How this skill works
The evaluator performs layered checks: Level 1 runs static analysis on the skill files and directory layout; Level 2 runs optional smoke tests that invoke an LLM to validate prompts and example behavior. It measures five dimensions—structure, triggers, actionability, tool integration, and examples—and computes per-dimension scores and an overall badge. The output is a machine-readable JSON report and optional Markdown summaries for CI or review.
When to use it
- Before publishing a new skill to catch structural and content defects
- During CI to block low-quality or malformed skill submissions
- When adding LLM-driven behavior to verify prompts and example outputs
- To audit a collection of skills for consistency and integration issues
- When you need a prioritized list of actionable fixes and severity-tagged issues
Best practices
- Run Level 1 (static) checks early in development to catch syntax and metadata errors
- Use Level 2 smoke tests with a configured LLM provider to validate runtime prompts and expected outputs
- Include concrete, realistic examples and explicit trigger phrases in the skill documentation
- Reference actual scripts, assets, and docs with correct relative paths to avoid broken links
- Use the JSON report in CI to programmatically gate releases and generate human-readable change tickets
Example use cases
- Quick local audit of a single skill before release (interactive or scripted)

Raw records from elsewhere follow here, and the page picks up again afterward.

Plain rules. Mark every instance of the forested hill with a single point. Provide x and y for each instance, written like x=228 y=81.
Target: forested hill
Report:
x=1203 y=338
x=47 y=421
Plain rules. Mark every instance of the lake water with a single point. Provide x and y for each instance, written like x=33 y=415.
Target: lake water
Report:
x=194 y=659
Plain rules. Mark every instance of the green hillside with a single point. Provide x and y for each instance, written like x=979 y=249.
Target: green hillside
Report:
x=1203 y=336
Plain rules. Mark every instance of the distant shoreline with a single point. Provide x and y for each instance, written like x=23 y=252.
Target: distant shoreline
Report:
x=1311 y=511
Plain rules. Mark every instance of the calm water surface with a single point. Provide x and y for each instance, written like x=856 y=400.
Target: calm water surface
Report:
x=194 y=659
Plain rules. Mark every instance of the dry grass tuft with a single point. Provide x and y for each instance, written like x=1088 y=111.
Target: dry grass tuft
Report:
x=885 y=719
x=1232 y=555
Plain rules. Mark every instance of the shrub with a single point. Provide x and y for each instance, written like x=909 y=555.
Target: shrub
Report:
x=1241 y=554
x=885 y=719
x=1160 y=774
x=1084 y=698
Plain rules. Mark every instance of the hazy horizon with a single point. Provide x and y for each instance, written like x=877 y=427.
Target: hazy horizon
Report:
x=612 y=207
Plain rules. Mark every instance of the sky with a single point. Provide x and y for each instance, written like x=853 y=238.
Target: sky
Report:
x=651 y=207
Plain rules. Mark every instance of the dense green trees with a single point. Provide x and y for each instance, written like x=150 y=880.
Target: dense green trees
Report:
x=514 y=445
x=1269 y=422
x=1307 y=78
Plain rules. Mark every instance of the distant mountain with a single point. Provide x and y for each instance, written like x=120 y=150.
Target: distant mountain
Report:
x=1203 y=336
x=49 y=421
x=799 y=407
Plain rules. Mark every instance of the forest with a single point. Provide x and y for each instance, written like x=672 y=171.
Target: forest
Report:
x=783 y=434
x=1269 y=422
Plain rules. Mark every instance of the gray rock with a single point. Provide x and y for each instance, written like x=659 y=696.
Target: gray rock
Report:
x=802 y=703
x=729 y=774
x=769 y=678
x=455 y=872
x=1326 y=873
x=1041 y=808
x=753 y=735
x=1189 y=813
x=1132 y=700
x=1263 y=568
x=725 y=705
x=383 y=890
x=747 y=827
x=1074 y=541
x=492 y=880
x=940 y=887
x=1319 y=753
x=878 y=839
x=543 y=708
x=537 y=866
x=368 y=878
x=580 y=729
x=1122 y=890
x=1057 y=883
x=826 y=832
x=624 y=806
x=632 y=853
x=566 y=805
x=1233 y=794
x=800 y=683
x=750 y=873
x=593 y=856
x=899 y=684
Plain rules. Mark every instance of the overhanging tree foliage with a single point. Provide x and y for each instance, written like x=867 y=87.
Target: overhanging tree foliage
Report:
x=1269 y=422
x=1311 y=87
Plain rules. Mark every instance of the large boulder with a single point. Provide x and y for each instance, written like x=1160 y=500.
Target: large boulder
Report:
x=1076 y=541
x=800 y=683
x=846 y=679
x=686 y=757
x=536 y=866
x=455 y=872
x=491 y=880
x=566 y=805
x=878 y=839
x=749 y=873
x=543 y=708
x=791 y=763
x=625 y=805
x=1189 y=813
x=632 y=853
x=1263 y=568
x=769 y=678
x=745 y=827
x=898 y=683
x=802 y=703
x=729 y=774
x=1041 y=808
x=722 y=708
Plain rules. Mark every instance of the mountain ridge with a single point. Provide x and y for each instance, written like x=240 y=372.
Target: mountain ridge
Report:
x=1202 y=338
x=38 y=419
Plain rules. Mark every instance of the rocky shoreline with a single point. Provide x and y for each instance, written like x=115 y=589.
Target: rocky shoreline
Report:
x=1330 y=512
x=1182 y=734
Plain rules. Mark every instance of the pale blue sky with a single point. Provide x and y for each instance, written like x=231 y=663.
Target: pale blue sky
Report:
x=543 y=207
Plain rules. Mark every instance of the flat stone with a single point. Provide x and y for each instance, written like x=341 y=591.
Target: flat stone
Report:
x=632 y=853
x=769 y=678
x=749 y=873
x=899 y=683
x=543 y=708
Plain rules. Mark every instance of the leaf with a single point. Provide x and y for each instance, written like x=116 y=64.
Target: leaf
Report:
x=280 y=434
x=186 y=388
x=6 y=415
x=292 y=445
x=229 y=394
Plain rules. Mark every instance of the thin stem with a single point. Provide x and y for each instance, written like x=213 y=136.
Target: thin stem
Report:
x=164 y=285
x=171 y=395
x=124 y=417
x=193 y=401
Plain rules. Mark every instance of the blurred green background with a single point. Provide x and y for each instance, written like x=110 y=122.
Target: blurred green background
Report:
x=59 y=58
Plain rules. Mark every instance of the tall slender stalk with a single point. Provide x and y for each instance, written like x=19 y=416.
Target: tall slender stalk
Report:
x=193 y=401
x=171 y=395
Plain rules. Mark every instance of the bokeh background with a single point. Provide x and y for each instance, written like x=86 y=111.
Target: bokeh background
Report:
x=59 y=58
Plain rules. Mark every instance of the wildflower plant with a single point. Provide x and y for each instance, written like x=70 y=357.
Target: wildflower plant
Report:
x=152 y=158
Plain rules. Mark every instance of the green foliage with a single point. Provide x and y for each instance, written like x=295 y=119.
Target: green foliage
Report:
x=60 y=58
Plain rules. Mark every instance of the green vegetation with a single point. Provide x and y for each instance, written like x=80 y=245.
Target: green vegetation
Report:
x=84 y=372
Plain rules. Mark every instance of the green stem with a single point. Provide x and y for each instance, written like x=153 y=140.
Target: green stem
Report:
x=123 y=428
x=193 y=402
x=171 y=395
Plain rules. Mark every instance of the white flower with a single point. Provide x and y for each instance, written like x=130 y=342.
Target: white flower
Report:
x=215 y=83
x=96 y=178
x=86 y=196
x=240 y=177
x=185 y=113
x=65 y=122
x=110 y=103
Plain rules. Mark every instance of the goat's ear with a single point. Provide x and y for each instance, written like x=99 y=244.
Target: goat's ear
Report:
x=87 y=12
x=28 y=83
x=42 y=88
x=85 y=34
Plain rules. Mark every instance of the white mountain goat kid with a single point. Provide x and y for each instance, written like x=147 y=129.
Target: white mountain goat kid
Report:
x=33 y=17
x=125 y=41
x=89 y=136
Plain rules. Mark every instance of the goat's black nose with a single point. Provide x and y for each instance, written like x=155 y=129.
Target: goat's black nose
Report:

- Batch-evaluate a directory of skills and produce a consolidated JSON report for governance
- Run smoke tests against multiple LLM providers to compare behaviour and robustness
- Integrate into a skill generation pipeline to validate outputs before distribution
- Generate Markdown compliance reports for QA reviews or developer handoff
FAQ
Supported providers include DeepSeek, Qwen, OpenAI, Claude, and Ollama; provider selection is passed as a flag for Level 2 checks.
Can the evaluator run in CI and output machine-readable results?
Yes. Use the CI mode to emit structured JSON for automated pipelines and scoring thresholds.